Le Mbanje zimbabwéen est consommé à l’intérieur et à l’extérieur du continent. Cela contribue-t-il de manière significative à l’économie ?
Des études menées par New Frontier Data et un autre analyste américain sur l’industrie illicite du cannabis au Zimbabwe ont été évaluées entre 56 et 200 millions de dollars. Il n’y a pas de bénéfice pour l’économie formelle, car le gouvernement ne peut pas collecter de revenus d’une industrie illégale qu’il ne réglemente pas, d’où l’ouverture de l’industrie formelle en 2018.
De nombreux pays africains, même où le cannabis est illégal, importent du cannabis. Qu’est-ce que vous pensez de cela ?
Je pense que le marché récréatif est très dynamique et qu’ils ont peut-être besoin de différents parfums, ils importent donc pour le croisement.
Le gouvernement zimbabwéen a récemment accordé des licences à des sociétés étrangères pour planter du chanvre et du cannabis au Zimbabwe. Qu’est-ce que vous pensez de cette tendance et quels en seront les répercussions ?
L’industrie est ouverte à tous, mais je pense que des politiques délibérées devraient être mises en place pour encourager les investissements nationaux et la participation locale dans le secteur. Les IDE auront un impact positif s’ils se traduisent par l’exportation de produits à base de cannabis de valeur ajoutée pour la génération de devises étrangères et de nouveaux revenus pour le gouvernement.
Depuis la légalisation de la culture de cannabis médicinal en 2017, le Zimbabwe est un précurseur dans la région africaine. Quels ont été les défis rencontrés par les producteurs de cannabis ?
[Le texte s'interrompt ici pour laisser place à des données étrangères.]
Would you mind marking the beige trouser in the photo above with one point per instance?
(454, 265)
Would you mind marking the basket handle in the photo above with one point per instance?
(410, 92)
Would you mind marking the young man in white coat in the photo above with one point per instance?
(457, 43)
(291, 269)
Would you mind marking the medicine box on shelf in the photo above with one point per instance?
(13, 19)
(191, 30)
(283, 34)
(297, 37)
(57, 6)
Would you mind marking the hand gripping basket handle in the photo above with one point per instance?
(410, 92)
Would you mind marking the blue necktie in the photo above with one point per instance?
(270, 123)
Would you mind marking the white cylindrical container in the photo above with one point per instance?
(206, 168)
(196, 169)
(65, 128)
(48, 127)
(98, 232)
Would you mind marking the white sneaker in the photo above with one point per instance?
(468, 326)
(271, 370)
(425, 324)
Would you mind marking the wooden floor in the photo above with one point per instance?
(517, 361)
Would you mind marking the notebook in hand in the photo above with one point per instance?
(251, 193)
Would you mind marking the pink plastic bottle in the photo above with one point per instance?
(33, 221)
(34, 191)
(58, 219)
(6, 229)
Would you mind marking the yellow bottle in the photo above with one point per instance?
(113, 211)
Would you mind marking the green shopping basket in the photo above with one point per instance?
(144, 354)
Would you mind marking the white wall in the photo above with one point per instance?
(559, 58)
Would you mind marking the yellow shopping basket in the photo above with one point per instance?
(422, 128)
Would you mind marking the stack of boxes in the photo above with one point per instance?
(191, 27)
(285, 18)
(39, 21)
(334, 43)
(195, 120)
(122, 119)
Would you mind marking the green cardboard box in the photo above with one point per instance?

Les défis sont nombreux en raison de l’immaturité du secteur. Le soutien technique, l’accès limité aux semences/matière végétale, les coûts de licence exorbitants et les problèmes de conformité abondent.
Le marché du cannabis en Afrique a un énorme potentiel. Est-il trop tôt pour investir dans ce marché ?
Cela dépend de la zone que nous examinons, mais je dirais qu’il est essentiel pour un investisseur d’investir dans la R&D pour un investissement fructueux dans la commercialisation
Si le Zimbabwe doit avoir une histoire de cannabis réussie, quels changements doivent être apportés ?
Le succès de l’histoire du cannabis au Zimbabwe nécessitera des changements modernes dans les politiques. Nous ne devons pas copier-coller les politiques qui s’appliquent aux industries traditionnelles comme le coton et le tabac.
Le marché du cannabis zimbabwéen est l’un de ceux à surveiller. Malgré les lois strictes réglementant le cannabis, le potentiel de l’industrie est susceptible d’avoir un impact significatif sur l’économie du Zimbabwe. Nous nous engageons à vous tenir informés de l’évolution de l’industrie du cannabis dans ce pays enclavé.